February 12: Research presentation, Abhijit Roy (CSD)

The Statistical Implications of Auditory Spectrum
Auditory spectra are a core element of speech, hearing, and language research, underpinning representations of hearing ability, frequency characteristics in stimuli, and microphone responses, among other data points. However, comparing these spectra presents unique statistical challenges due to the distinct properties of the human auditory system and of acoustic spectra. In particular, non-linear frequency resolution and unequal bandwidths across center frequencies complicate straightforward bin-by-bin measurements. Further, non-linear loudness and power-law relationships (e.g., Stevens’ power law, Fletcher–Munson curves) mean that spectra appearing numerically similar can still sound perceptually different. Correlations among neighboring frequency bins, often introduced by harmonic signals and formant structures, add another layer of complexity, yielding high-dimensional, correlated distributions that cannot be treated as independent and identically distributed.

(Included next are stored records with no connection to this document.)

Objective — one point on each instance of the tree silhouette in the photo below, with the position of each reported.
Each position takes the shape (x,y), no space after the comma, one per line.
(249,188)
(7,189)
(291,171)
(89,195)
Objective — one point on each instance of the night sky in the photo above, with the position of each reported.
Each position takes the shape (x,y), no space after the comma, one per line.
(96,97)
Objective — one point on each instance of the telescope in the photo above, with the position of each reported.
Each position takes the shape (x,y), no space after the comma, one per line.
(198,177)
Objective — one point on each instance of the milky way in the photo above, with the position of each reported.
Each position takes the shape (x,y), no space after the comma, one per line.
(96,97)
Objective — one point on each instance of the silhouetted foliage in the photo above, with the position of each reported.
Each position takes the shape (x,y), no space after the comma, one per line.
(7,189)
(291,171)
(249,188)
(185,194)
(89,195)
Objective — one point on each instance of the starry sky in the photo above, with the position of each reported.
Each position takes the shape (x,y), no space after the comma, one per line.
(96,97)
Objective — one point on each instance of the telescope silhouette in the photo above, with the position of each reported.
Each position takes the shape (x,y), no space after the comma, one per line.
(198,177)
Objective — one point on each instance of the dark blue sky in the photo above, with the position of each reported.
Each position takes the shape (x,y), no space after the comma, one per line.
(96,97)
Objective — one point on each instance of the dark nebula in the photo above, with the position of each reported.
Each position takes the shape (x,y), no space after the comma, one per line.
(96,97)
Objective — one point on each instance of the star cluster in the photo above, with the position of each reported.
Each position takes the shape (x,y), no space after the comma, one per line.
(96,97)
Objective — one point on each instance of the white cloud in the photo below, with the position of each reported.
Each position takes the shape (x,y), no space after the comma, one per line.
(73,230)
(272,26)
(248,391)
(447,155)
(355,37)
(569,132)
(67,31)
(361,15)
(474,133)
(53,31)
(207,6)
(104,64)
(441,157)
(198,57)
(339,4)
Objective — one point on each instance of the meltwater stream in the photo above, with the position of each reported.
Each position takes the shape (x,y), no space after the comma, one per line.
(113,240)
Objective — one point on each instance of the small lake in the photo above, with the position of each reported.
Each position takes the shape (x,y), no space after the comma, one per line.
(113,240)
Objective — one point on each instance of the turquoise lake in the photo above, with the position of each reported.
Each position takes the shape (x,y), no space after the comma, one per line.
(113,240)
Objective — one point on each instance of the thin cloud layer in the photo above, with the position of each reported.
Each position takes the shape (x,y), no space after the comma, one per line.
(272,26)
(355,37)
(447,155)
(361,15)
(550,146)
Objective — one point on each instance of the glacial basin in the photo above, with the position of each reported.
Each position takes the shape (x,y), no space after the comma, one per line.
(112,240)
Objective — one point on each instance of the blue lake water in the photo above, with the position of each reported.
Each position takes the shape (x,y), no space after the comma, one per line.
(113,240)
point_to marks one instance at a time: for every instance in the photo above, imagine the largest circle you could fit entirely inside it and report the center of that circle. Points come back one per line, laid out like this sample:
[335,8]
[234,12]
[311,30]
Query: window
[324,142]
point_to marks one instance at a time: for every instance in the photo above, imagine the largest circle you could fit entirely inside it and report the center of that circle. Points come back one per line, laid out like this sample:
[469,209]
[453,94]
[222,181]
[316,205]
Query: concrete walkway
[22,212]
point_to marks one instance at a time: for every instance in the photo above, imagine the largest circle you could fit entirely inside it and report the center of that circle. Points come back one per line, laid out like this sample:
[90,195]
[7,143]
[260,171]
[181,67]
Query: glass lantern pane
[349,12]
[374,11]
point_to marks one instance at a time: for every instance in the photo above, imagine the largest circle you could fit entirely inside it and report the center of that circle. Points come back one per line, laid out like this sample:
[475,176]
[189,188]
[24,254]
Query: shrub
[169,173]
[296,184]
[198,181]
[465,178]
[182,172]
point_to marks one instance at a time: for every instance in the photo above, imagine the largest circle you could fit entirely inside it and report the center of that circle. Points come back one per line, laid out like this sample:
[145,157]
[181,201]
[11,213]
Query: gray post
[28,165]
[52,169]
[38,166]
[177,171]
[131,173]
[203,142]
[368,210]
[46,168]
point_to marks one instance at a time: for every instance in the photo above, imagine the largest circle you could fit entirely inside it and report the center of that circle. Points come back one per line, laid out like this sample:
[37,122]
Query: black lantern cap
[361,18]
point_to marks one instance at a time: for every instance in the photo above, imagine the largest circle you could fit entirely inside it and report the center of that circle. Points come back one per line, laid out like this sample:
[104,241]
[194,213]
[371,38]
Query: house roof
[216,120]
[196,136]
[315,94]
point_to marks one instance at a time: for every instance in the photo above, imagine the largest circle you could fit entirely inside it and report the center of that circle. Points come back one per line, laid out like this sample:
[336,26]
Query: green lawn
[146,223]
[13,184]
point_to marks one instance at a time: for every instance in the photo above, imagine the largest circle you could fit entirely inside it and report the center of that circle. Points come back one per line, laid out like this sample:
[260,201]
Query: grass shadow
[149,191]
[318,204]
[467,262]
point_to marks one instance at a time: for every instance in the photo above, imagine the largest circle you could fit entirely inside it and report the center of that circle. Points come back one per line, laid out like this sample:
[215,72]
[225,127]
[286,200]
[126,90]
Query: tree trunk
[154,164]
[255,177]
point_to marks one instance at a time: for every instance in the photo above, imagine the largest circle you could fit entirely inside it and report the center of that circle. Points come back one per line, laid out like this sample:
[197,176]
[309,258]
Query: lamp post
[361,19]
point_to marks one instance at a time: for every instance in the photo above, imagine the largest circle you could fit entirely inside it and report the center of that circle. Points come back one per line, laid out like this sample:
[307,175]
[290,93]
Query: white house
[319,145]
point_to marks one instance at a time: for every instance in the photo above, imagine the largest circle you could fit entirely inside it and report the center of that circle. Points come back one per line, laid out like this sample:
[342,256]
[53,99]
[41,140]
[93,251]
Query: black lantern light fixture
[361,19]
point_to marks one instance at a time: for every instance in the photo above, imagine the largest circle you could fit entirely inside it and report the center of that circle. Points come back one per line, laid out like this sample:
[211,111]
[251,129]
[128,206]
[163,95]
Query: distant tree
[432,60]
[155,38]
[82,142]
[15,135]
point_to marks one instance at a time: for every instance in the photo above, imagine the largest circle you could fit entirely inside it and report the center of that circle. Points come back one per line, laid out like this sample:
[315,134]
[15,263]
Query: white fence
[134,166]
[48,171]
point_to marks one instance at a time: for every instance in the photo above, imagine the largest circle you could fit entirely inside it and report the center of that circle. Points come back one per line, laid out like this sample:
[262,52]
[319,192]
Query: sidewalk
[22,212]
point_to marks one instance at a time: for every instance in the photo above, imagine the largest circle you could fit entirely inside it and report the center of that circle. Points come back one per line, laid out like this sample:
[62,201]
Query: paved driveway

This study explores the statistical characteristics of auditory spectra with two main objectives: (1) evaluating differences in hearing ability among individuals, and (2) comparing distinct auditory spectra. We review standard statistical methods commonly used in hearing and speech sciences and propose enhancements that streamline spectral comparisons, ultimately increasing validity and enabling more detailed interpretation of auditory data.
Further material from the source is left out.